WHITEPAPER

VADER PROTOCOL: Stablecoin Anchored Automated Market Maker with Protocol Owned Liquidity

Abstract. VADER is a liquidity protocol that combines a hybrid algorithmic-collateralized stablecoin with liquidity pools enhanced via synthetic assets. The stablecoin, USDV, is issued by burning VADER tokens and Liquidity pools use USDV as the settlement asset. VADER liquidity incentives finance impermanent loss protection guarantees, thus making VADER pools more attractive to capital. It also enables the purchase of Protocol Owned Liquidity via Bond Sales. Synthetic assets are minted from liquidity pool shares which allow for single side staking with no impermanent loss.

Introduction

Stablecoins and synthetic assets are a noble problem to solve. The key problem is a matter of liquidity and sensing the correct purchasing power of assets at all times. In addition, the use of incentives can ensure the maximum uptake of the system and the fast bootstrapping of capital especially via Protocol Owned Liquidity. Existing stablecoins and synthetic asset designs fall short because they are reliant on Price Oracles that are not liquidity sensitive, vulnerable to manipulation, and do not properly incentivise the makers of liquidity.

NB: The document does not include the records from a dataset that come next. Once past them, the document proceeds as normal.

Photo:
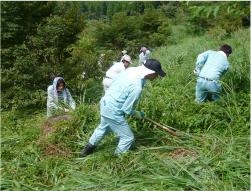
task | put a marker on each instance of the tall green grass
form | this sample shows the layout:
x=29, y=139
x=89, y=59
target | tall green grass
x=217, y=158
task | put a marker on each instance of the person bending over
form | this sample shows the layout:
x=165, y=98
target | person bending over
x=119, y=100
x=210, y=66
x=59, y=97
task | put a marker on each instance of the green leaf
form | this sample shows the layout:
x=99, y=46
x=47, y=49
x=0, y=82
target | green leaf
x=216, y=10
x=199, y=10
x=209, y=11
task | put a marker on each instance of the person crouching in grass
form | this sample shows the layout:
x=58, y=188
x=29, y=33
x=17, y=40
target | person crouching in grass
x=59, y=98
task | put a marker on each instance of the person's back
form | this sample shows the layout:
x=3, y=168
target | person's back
x=215, y=66
x=123, y=90
x=114, y=70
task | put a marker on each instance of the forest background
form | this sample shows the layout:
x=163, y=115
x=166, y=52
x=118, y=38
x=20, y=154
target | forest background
x=42, y=39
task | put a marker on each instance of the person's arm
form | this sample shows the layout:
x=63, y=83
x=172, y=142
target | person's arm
x=202, y=58
x=51, y=102
x=134, y=94
x=70, y=100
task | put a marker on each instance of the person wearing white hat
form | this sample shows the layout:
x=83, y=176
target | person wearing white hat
x=116, y=68
x=143, y=56
x=124, y=52
x=119, y=100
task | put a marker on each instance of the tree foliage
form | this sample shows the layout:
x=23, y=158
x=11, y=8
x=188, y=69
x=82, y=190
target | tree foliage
x=34, y=40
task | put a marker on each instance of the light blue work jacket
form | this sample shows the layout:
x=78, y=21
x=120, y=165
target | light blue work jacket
x=143, y=57
x=214, y=64
x=123, y=94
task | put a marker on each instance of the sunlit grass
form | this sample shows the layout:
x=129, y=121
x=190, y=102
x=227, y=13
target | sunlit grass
x=217, y=158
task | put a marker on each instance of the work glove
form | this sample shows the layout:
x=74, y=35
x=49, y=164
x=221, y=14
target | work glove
x=139, y=114
x=196, y=72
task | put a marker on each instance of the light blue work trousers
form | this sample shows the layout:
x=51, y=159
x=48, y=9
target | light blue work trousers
x=120, y=127
x=205, y=87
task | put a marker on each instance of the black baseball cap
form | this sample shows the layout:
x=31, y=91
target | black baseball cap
x=154, y=65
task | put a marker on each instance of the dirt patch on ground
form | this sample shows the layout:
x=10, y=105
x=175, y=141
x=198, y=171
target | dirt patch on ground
x=181, y=154
x=48, y=128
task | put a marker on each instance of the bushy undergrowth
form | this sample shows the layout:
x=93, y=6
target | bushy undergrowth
x=217, y=158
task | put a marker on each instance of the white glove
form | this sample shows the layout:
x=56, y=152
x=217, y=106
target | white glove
x=196, y=72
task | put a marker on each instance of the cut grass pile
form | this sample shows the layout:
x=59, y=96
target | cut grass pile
x=217, y=158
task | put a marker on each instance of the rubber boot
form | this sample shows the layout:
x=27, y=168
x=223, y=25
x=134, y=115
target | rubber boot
x=89, y=149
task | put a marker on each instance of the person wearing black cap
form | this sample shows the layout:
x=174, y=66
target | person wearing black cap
x=119, y=100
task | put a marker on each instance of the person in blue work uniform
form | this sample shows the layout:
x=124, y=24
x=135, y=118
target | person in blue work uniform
x=143, y=56
x=117, y=68
x=119, y=100
x=210, y=66
x=124, y=52
x=59, y=97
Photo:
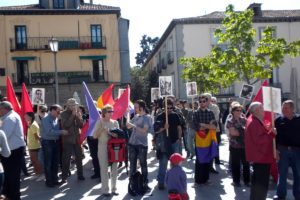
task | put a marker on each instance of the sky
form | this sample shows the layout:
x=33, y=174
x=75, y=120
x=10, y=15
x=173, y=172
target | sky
x=153, y=17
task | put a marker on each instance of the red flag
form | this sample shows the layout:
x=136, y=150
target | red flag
x=259, y=98
x=11, y=96
x=26, y=106
x=121, y=104
x=83, y=132
x=106, y=97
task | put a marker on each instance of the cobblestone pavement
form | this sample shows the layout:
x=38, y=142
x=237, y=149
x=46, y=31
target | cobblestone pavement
x=89, y=189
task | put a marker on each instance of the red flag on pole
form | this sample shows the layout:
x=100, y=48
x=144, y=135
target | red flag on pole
x=83, y=133
x=26, y=106
x=11, y=96
x=121, y=104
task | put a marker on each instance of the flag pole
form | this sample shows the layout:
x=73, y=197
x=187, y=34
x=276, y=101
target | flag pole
x=272, y=121
x=166, y=112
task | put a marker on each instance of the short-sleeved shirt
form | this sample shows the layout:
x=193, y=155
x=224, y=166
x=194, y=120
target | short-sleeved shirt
x=203, y=116
x=288, y=131
x=138, y=138
x=239, y=125
x=102, y=126
x=174, y=122
x=32, y=141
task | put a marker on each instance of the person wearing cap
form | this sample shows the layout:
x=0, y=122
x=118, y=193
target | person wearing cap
x=13, y=129
x=50, y=133
x=236, y=126
x=176, y=180
x=71, y=120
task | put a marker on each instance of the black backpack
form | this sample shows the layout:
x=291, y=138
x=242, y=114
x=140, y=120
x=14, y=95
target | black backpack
x=137, y=185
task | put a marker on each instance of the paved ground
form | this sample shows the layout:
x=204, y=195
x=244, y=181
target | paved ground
x=221, y=187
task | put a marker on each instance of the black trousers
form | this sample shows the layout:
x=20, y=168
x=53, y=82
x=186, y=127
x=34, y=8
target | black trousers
x=12, y=173
x=93, y=146
x=260, y=181
x=201, y=172
x=238, y=156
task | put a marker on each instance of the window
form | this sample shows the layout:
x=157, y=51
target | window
x=261, y=30
x=58, y=4
x=22, y=72
x=98, y=70
x=21, y=37
x=96, y=35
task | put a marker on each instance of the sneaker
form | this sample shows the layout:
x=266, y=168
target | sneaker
x=40, y=178
x=235, y=184
x=161, y=186
x=95, y=176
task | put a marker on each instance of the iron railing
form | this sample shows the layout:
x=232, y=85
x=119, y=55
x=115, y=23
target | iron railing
x=42, y=43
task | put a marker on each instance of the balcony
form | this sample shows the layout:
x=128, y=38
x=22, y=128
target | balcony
x=65, y=43
x=69, y=77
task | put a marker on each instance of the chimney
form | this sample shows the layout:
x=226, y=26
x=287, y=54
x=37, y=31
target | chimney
x=256, y=7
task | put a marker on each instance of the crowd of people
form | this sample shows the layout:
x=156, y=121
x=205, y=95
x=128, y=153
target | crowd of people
x=52, y=139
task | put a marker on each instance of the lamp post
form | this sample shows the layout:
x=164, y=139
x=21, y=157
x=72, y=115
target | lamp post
x=53, y=43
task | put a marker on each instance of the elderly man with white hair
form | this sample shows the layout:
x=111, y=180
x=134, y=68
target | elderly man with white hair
x=259, y=150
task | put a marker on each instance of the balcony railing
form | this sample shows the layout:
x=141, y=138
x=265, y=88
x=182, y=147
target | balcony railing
x=42, y=43
x=70, y=77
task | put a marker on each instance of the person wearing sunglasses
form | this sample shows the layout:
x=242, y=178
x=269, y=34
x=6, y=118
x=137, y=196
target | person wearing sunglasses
x=171, y=141
x=236, y=126
x=71, y=120
x=203, y=120
x=103, y=134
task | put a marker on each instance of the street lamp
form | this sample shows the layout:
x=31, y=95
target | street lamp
x=53, y=43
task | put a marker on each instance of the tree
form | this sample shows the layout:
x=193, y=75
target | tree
x=239, y=61
x=147, y=44
x=141, y=82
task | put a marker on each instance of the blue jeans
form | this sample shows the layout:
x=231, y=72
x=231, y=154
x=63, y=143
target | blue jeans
x=288, y=158
x=51, y=158
x=162, y=168
x=138, y=152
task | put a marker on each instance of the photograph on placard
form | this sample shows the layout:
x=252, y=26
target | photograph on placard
x=38, y=96
x=120, y=92
x=154, y=94
x=191, y=89
x=274, y=104
x=165, y=85
x=247, y=92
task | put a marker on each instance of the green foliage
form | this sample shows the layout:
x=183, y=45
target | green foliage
x=147, y=44
x=235, y=58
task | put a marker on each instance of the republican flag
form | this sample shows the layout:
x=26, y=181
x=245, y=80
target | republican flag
x=26, y=106
x=106, y=97
x=259, y=98
x=11, y=96
x=83, y=132
x=206, y=145
x=121, y=104
x=93, y=112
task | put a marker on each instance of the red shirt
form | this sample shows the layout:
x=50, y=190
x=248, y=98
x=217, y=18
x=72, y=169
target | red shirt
x=258, y=142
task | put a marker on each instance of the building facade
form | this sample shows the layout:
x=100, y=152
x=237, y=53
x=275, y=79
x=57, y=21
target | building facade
x=193, y=37
x=92, y=41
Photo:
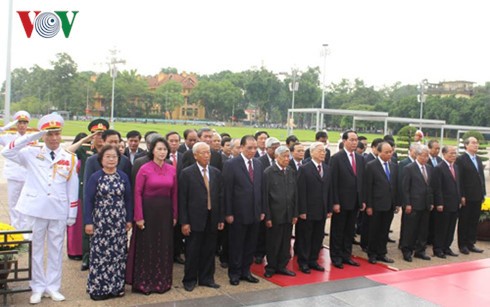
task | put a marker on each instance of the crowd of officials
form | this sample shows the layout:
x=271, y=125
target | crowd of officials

VADER is a new form of liquidity protocol that seeks to be self-serving. It uses its own liquidity and awareness of asset purchasing power to support the creation of a collateralized stablecoin. It also is capable of using liquidity units as collateral for synthetic assets, of which it will always have guaranteed redemption liquidity for. It has a fair and transparent incentive strategy to maximise the depth of liquidity pools and adoption of synthetic assets.

Key Features

The following are the key features of VADER Protocol:

  1. Uses a stablecoin settlement asset.
  2. An ability to expand and contract the supply of both VADER and USDV.
  3. Impermanent Loss protection for Liquidity Providers in the pools
  4. Continuous liquidity pool incentives
  5. An ability to mint synthetic assets from pool liquidity.
  6. Liquidity incentives that fund Protocol Owned Liquidity to reduce rent-seeking costs over time,

Architecture

The system uses a TWAP function to sense the price of VADER in USD allowing for the burn-to-mint of the USDV stablecoin. The Vader Protocol AMM uses USDV as the base asset, which drives liquidity and demand of the stablecoin from launch. Part of the fee it generates from its operations funds a reserve to provide for Impermanent Loss Protection and allows the minting of Synthetic assets. USDV becomes increasingly collateralized over time as the protocol expands its treasury from Bond Sales and fees.

VADER Contract

VADER has extra functions to ERC20:

  1. VADER is minted if VETH is burnt, 10,000:1 via a Merkle snapshot with 50% upfront and 50% vested over 1 year.
  2. VADER is minted if USDV is burnt, in accordance with the TWAP price.

USDV Contract

USDV has extra functions to ERC20:

  1. USDV is minted if VADER is burnt, in accordance with the TWAP price.

VADER Token

VADER and the TWAP function transmits the “anchor” price of VADER in USD. This allows anyone to burn VADER to mint USDV at 1:1 the TWAP price.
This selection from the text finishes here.